Unicode

Paul Prescod papresco@calum.csclub.uwaterloo.ca
Fri, 09 May 1997 17:12:20 -0400


Mike Wilson wrote:
> 
> (I have an interest in this area, but neither experience nor a large
> knowledge base, so grain-of-salt time.)
> 
> How about giving text objects encoding-system and language properties?
> 
> Text manipulation functions should be able to look at the encoding-system
> property and do the right thing without needing a `standard' encoding
> system and without effort by the high-level programmer.

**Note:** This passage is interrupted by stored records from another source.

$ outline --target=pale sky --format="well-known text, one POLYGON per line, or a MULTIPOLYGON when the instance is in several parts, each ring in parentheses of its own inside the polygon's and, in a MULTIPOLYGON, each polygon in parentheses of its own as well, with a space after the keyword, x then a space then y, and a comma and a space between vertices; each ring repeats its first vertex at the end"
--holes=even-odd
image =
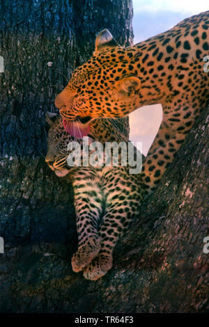
MULTIPOLYGON (((134 43, 167 31, 192 15, 209 10, 208 0, 132 0, 134 43)), ((160 104, 141 107, 130 115, 130 140, 147 152, 162 120, 160 104)))

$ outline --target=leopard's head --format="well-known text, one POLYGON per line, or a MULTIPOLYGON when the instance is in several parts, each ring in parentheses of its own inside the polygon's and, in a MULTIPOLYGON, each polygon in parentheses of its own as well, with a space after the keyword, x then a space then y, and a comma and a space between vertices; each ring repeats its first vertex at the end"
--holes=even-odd
POLYGON ((70 121, 77 118, 82 130, 97 117, 124 117, 136 109, 141 83, 130 56, 107 29, 100 33, 93 56, 56 97, 61 116, 70 121))

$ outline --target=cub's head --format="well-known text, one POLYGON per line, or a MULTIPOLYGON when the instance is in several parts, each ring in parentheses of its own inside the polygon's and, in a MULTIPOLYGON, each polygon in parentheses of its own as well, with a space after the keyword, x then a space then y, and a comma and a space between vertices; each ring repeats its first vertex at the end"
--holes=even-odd
POLYGON ((140 80, 132 56, 107 29, 100 33, 93 56, 75 71, 56 97, 61 116, 78 119, 82 129, 97 117, 124 117, 136 109, 140 80))
MULTIPOLYGON (((83 141, 70 135, 64 128, 63 118, 56 113, 47 112, 46 120, 49 125, 49 130, 45 161, 57 176, 64 177, 72 170, 67 162, 67 158, 72 152, 72 150, 68 150, 68 145, 70 143, 76 141, 82 148, 83 141)), ((88 138, 88 141, 92 142, 93 139, 88 138)))

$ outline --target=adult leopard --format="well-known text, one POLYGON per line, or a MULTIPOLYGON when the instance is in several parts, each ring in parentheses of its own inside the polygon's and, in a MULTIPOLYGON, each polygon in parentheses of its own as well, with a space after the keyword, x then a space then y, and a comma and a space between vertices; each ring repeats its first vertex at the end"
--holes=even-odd
POLYGON ((98 117, 123 117, 160 103, 163 118, 141 176, 154 189, 209 99, 209 11, 127 48, 107 29, 97 36, 88 61, 74 72, 56 98, 61 115, 80 120, 83 135, 98 117))

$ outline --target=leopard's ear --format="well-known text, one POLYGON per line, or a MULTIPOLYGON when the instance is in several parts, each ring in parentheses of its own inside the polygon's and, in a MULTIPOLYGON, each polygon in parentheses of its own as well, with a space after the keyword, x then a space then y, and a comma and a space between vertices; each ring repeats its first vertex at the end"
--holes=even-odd
POLYGON ((54 113, 50 113, 47 111, 45 114, 46 122, 51 126, 54 124, 56 118, 58 118, 58 114, 54 113))
POLYGON ((131 97, 136 94, 139 90, 141 81, 138 77, 134 76, 125 77, 124 79, 117 81, 115 83, 115 88, 121 95, 131 97))
POLYGON ((110 31, 105 29, 97 35, 95 42, 95 52, 104 51, 116 47, 118 43, 112 36, 110 31))

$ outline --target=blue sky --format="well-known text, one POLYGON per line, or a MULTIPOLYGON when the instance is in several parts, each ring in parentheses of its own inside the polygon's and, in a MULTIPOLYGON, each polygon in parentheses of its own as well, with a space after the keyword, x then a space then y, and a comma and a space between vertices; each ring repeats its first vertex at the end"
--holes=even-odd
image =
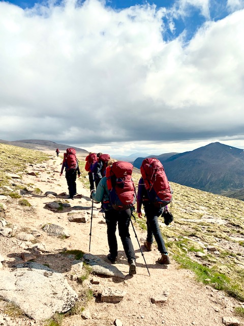
POLYGON ((0 2, 0 139, 244 148, 244 0, 0 2))

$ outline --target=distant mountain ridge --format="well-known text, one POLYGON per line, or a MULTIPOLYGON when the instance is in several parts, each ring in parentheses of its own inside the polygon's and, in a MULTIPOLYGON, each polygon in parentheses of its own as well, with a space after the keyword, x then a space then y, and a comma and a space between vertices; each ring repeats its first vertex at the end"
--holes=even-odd
POLYGON ((59 150, 66 151, 69 147, 73 147, 77 153, 82 153, 83 154, 88 153, 87 151, 85 149, 82 149, 82 148, 79 148, 79 147, 75 147, 64 144, 57 144, 54 142, 40 139, 28 139, 13 141, 0 140, 0 143, 18 146, 19 147, 23 147, 24 148, 28 148, 29 149, 53 150, 54 152, 55 152, 56 148, 58 148, 59 150))
MULTIPOLYGON (((176 183, 234 198, 244 188, 243 149, 216 142, 159 159, 169 180, 176 183)), ((139 168, 141 160, 135 166, 139 168)))

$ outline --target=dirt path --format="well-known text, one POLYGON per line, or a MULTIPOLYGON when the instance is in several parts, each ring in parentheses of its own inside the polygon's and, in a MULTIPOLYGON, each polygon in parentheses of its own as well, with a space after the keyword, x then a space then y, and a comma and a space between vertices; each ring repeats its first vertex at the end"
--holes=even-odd
MULTIPOLYGON (((24 227, 40 232, 39 241, 45 244, 48 254, 42 255, 42 262, 46 261, 51 268, 56 268, 65 275, 68 270, 65 260, 61 255, 56 255, 64 248, 69 250, 77 249, 86 253, 88 251, 90 224, 75 223, 68 220, 67 211, 55 212, 44 208, 45 204, 54 199, 45 196, 46 192, 60 194, 68 193, 67 185, 64 176, 59 177, 60 157, 50 159, 47 163, 35 166, 29 172, 38 172, 37 176, 25 175, 24 184, 30 185, 32 189, 39 188, 42 194, 30 194, 25 198, 32 207, 19 208, 16 200, 8 204, 6 220, 12 225, 18 226, 19 230, 24 227), (67 229, 70 237, 64 239, 48 236, 44 234, 41 227, 46 223, 54 223, 67 229)), ((89 192, 81 182, 77 180, 77 192, 82 198, 69 200, 72 207, 82 205, 91 207, 89 192)), ((100 205, 95 205, 98 209, 100 205)), ((96 213, 97 211, 96 211, 96 213)), ((96 213, 93 220, 90 253, 98 255, 106 260, 108 253, 106 225, 101 213, 96 213)), ((173 225, 170 227, 173 228, 173 225)), ((138 238, 142 245, 146 236, 145 231, 136 228, 138 238)), ((125 280, 115 280, 112 278, 99 278, 100 284, 87 284, 93 290, 101 290, 104 287, 111 287, 127 292, 124 300, 119 304, 97 303, 92 301, 88 310, 90 318, 83 319, 80 315, 74 315, 65 318, 63 325, 65 326, 108 326, 113 324, 116 319, 119 319, 124 326, 148 326, 163 324, 170 326, 189 326, 198 325, 211 326, 223 325, 223 317, 235 317, 234 308, 239 304, 221 291, 196 283, 194 274, 189 271, 178 269, 178 265, 171 258, 171 264, 164 266, 156 263, 160 257, 156 247, 150 252, 144 252, 144 257, 149 269, 150 277, 147 273, 143 257, 140 252, 137 241, 133 229, 131 236, 136 254, 137 274, 133 277, 128 275, 129 266, 118 234, 117 268, 126 275, 125 280), (164 304, 152 303, 152 298, 167 297, 164 304)), ((9 267, 11 262, 19 259, 23 248, 17 246, 14 238, 4 238, 0 241, 0 254, 8 257, 9 267)), ((5 267, 7 268, 7 267, 5 267)), ((70 284, 72 284, 72 283, 70 284)), ((74 283, 73 283, 73 284, 74 283)), ((244 325, 244 319, 236 317, 244 325)))

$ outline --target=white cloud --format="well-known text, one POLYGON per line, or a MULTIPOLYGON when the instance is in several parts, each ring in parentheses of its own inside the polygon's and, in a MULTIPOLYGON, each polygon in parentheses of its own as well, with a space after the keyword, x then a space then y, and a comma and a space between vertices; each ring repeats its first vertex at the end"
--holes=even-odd
MULTIPOLYGON (((208 1, 180 3, 208 16, 208 1)), ((242 134, 244 11, 206 23, 187 46, 164 41, 166 14, 98 0, 1 2, 0 139, 128 151, 242 134)))

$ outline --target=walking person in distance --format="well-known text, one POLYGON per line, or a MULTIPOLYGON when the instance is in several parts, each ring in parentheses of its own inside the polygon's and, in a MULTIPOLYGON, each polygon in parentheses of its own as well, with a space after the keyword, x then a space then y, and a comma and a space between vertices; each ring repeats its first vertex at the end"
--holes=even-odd
POLYGON ((80 169, 78 159, 76 158, 76 153, 74 148, 67 148, 66 153, 64 154, 62 168, 60 175, 62 176, 64 169, 65 168, 65 177, 67 181, 70 199, 74 199, 74 197, 77 195, 76 191, 76 176, 80 176, 80 169))
MULTIPOLYGON (((111 167, 115 162, 115 160, 110 159, 108 162, 108 167, 111 167)), ((130 275, 133 275, 136 274, 136 256, 129 231, 131 210, 130 208, 128 208, 123 210, 117 210, 113 208, 110 199, 110 191, 108 187, 107 180, 107 176, 102 178, 98 184, 97 190, 94 191, 92 194, 94 200, 102 203, 105 211, 109 247, 109 254, 107 256, 107 258, 112 264, 117 262, 118 245, 115 232, 117 225, 119 234, 130 266, 129 274, 130 275)))
POLYGON ((160 264, 168 264, 170 263, 170 259, 160 230, 158 218, 162 214, 165 206, 172 200, 171 189, 163 167, 157 159, 145 159, 140 170, 142 177, 138 184, 137 214, 138 218, 142 218, 143 205, 147 225, 147 237, 144 245, 148 251, 151 251, 154 237, 161 254, 158 262, 160 264))

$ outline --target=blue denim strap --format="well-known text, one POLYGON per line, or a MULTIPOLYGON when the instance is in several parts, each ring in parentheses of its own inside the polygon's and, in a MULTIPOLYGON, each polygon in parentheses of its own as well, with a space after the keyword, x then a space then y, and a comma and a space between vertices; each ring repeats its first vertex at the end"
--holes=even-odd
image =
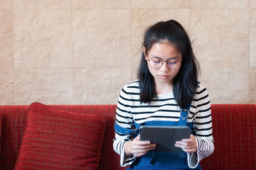
POLYGON ((181 109, 179 126, 186 126, 191 104, 181 109))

Note that there is a difference between a character set: (a mapping from
character numbers to names/glyphs) and a character ENCODING. The UTF 8
encoding is very efficient for ASCII text, but still uses the Unicode
character SET. So space efficiency is not really an argument against
Unicode.
 
See also: draft-ietf-html-charset-harmful-00.txt

> What about linguists who deal with languages not covered by unicode,
> i.e. ancient japanese, ancient egyptian, Klingon, etc.
> They'll need to use non-standard unicode, which counts to me
> as a unique encoding system.

There are private character locations allocated for non-standard uses.
But I can see your point that an extended Unicode cannot be reliably
transmitted without additional information.
 
 Paul Prescod